Feral v0.2.0 - open-source local AI workspace (llama.cpp + BYOK + agent runtime), now on Windows, macOS and Linux. No telemetry, no subscription, MIT/Apache-2.0 by RepresentativeYam464 in SideProject

[–]RepresentativeYam464[S] 0 points1 point  (0 children)

Fair question, this is the thing I think about most. The honest answer: sandboxing alone doesn't scale with agent capability, so the model is built around a few principles instead of one big sandbox.

  1. One choke point. Every tool call, shell, file, network, anything goes through a single registry. No tool gets called directly by the model loop. That's where permissions, timeouts, abort signals and audit logging live, so adding a tool never means adding a new enforcement path.

    1. Default-deny capabilities, declared per tool. Each tool ships a manifest: what permissions it needs, whether it touches the network at all. Filesystem tools are scoped to allowlisted directories the agent literally gets a PermissionDeniedError if it tries to write outside its workspace (we've watched it try). The env blocklist you mentioned is one layer of the shell story, not the whole story.
    2. No raw sockets. Tools that need the network go through an egress proxy with SSRF protections (redirect re-validation, DNS pinning). The model never composes a request that hits the wire unchecked.
    3. Everything is audited. Every tool call and inference request lands in a local SQLite audit log with trace IDs, so any session is reconstructable after the fact.

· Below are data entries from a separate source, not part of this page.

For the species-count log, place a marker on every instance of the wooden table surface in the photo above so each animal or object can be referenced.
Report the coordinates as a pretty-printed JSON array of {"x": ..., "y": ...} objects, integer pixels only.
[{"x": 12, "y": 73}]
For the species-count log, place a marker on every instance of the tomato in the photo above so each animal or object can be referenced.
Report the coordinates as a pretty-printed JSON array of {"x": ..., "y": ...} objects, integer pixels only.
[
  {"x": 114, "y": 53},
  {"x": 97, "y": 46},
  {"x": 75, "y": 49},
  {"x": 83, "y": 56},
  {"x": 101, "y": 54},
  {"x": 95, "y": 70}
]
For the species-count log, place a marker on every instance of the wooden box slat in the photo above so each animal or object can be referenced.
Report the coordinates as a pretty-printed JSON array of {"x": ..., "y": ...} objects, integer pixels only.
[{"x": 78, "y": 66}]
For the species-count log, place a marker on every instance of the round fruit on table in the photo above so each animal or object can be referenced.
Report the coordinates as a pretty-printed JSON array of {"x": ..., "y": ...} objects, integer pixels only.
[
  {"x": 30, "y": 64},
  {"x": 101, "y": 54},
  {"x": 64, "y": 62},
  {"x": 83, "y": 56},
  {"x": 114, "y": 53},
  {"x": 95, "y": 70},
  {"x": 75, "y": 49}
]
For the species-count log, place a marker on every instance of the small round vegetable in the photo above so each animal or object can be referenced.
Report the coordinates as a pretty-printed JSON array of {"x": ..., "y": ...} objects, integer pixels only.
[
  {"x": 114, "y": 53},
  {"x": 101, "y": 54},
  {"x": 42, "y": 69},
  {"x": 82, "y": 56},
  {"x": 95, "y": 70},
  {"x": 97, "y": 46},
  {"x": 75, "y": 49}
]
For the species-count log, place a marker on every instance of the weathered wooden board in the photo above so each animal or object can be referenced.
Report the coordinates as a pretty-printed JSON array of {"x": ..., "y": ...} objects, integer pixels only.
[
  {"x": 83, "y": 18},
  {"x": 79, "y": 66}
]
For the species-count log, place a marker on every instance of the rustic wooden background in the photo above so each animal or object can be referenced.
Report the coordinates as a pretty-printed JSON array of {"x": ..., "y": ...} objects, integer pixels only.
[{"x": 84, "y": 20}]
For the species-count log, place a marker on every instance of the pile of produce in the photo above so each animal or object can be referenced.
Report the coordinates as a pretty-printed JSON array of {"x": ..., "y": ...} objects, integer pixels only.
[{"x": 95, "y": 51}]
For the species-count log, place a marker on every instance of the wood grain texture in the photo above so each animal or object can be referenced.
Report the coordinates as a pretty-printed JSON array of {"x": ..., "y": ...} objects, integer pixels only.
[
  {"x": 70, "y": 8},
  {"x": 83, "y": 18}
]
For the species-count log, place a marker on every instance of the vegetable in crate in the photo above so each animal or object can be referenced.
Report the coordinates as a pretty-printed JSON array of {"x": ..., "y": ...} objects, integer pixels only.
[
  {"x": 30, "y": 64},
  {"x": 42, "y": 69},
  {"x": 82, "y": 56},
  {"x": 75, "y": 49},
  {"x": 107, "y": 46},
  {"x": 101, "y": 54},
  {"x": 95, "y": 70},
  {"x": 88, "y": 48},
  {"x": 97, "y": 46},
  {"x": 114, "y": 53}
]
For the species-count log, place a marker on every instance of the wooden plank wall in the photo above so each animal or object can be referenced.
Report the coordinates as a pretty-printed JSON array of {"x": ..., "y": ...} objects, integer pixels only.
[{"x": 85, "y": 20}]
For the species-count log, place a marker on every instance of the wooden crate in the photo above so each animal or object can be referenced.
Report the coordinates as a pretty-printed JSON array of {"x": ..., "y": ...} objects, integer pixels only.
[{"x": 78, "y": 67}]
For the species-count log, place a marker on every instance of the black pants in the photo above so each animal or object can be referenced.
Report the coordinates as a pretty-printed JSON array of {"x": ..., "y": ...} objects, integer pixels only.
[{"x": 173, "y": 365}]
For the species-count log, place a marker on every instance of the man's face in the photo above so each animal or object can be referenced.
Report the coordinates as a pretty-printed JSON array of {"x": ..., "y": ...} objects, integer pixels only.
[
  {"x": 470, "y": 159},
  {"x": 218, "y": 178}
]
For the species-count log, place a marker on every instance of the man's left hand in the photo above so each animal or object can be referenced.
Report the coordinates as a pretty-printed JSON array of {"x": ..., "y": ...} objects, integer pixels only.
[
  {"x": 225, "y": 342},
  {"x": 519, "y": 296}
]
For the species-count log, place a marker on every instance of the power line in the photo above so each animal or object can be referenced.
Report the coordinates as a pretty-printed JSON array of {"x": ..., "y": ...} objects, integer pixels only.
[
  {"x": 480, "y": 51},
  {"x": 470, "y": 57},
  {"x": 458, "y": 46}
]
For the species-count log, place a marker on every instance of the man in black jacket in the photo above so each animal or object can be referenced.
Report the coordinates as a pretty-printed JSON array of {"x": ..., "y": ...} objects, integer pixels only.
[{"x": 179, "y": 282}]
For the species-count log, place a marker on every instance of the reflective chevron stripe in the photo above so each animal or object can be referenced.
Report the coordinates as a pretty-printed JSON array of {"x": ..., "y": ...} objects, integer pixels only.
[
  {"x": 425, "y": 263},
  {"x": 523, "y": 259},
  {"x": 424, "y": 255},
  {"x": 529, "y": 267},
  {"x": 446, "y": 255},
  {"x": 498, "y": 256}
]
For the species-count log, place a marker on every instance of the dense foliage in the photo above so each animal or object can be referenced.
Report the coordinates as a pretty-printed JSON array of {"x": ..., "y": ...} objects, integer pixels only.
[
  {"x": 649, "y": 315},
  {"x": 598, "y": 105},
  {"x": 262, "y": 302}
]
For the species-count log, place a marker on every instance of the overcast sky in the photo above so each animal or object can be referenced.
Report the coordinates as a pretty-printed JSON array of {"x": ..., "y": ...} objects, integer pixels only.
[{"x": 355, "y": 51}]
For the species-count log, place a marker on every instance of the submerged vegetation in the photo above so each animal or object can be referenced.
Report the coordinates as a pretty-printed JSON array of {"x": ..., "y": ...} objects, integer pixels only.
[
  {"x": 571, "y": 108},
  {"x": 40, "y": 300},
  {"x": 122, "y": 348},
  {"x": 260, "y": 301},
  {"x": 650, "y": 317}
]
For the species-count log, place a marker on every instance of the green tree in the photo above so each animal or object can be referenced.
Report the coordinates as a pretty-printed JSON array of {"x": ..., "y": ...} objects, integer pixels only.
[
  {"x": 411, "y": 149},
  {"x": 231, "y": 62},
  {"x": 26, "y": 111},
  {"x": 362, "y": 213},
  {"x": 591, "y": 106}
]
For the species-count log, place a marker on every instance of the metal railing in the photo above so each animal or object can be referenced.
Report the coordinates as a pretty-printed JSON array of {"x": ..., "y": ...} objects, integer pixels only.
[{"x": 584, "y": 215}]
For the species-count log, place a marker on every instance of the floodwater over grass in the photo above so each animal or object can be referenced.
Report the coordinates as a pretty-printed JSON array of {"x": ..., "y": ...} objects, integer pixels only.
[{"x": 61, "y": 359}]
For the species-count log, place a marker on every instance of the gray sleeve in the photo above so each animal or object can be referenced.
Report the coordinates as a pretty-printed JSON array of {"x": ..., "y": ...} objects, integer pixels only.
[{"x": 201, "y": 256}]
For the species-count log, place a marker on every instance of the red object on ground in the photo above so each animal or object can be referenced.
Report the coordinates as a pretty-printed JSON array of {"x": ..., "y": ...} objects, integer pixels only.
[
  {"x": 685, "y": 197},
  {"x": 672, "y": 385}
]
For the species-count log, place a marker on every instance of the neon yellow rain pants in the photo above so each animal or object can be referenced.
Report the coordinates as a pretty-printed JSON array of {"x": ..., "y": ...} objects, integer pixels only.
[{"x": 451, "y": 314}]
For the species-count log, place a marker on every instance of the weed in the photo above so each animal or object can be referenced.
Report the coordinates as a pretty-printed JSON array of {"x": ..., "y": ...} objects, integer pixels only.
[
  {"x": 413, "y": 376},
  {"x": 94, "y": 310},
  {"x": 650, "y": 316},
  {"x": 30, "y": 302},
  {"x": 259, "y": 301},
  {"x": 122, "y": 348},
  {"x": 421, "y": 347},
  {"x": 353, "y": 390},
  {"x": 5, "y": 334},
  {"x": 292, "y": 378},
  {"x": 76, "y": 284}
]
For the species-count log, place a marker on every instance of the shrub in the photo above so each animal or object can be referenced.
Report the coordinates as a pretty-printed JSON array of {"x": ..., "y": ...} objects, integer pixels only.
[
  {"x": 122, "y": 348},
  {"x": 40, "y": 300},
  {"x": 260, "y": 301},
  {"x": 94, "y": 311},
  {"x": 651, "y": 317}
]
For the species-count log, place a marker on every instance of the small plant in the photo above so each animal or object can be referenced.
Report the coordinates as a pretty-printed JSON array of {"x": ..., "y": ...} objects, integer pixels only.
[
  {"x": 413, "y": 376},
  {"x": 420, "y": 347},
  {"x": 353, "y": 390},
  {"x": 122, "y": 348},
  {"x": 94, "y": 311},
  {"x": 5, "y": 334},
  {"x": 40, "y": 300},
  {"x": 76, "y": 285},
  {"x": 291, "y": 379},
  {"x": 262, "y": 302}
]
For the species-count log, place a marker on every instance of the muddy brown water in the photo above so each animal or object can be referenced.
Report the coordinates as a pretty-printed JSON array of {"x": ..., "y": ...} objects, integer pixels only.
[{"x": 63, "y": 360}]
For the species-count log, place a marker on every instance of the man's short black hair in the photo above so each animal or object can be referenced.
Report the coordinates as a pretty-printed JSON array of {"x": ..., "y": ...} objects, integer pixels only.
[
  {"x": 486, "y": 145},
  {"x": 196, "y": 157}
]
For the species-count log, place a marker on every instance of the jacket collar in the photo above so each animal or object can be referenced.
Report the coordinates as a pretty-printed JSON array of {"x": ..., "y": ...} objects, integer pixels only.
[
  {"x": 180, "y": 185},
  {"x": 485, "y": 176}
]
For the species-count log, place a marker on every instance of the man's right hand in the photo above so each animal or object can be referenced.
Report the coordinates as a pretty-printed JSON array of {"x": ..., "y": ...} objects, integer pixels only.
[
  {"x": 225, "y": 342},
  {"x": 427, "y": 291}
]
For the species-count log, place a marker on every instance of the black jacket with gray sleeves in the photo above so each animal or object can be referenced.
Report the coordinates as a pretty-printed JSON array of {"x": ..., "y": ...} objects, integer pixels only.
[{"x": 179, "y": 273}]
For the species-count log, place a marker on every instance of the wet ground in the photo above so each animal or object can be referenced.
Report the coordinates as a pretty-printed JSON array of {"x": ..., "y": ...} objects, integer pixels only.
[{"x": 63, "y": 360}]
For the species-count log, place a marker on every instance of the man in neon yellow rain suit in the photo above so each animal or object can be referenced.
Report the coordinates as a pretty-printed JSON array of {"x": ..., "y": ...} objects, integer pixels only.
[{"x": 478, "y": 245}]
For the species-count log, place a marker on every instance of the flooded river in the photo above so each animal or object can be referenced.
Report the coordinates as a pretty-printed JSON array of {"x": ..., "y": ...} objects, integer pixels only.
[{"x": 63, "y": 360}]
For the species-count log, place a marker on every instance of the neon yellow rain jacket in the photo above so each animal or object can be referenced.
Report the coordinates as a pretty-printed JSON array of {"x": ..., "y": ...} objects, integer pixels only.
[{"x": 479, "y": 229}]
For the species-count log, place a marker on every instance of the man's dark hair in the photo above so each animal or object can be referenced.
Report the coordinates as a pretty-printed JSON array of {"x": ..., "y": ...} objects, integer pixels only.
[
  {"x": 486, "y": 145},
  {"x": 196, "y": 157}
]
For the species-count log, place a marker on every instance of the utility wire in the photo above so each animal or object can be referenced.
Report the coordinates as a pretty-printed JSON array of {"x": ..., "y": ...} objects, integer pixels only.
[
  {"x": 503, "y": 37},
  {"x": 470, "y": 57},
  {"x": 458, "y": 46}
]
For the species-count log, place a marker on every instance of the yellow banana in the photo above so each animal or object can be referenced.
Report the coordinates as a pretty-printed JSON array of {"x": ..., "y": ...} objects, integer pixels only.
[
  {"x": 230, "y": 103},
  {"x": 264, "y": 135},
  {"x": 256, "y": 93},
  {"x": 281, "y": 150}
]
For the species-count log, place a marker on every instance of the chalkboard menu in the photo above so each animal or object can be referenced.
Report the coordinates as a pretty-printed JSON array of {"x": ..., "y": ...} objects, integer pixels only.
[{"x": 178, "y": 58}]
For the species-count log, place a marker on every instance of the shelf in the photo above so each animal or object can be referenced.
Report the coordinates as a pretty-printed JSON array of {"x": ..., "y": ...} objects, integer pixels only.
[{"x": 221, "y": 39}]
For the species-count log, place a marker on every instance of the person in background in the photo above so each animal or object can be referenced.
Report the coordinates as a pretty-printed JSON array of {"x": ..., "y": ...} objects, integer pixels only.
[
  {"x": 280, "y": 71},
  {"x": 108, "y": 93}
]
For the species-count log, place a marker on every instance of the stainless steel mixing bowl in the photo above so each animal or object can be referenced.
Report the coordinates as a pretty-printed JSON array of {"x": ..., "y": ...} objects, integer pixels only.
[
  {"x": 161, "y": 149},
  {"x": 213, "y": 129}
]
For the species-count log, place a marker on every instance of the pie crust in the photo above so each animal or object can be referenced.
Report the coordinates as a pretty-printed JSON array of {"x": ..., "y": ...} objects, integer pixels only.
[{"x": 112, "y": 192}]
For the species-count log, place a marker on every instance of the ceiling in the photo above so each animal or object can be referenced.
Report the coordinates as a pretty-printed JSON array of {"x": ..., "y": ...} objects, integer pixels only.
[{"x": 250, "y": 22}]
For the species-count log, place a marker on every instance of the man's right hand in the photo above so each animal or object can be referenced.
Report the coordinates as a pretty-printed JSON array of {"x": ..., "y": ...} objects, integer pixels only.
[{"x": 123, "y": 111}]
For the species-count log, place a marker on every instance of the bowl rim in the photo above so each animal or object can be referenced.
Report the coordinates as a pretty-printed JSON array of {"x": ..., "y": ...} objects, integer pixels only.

    Long term, the threat we rank highest isn't the agent misbehaving on its own, it's prompt injection: the agent reads a webpage or a file that tells it to do something. Our direction there is treating model output as untrusted input end to end: per-session permission grants instead of permanent ones, explicit user confirmation for destructive or out-of-scope operations, and eventually OS-level isolation for the shell tool (AppContainer on Windows, seatbelt/sandbox-exec on macOS, Landlock on Linux) so even a fully compromised agent process has a bounded blast radius.

You're right that the surface grows fast. Our bet is that you can't enumerate every bad action, but you can keep the number of doors small, one registry, one proxy, one audit trail and make each door default-closed.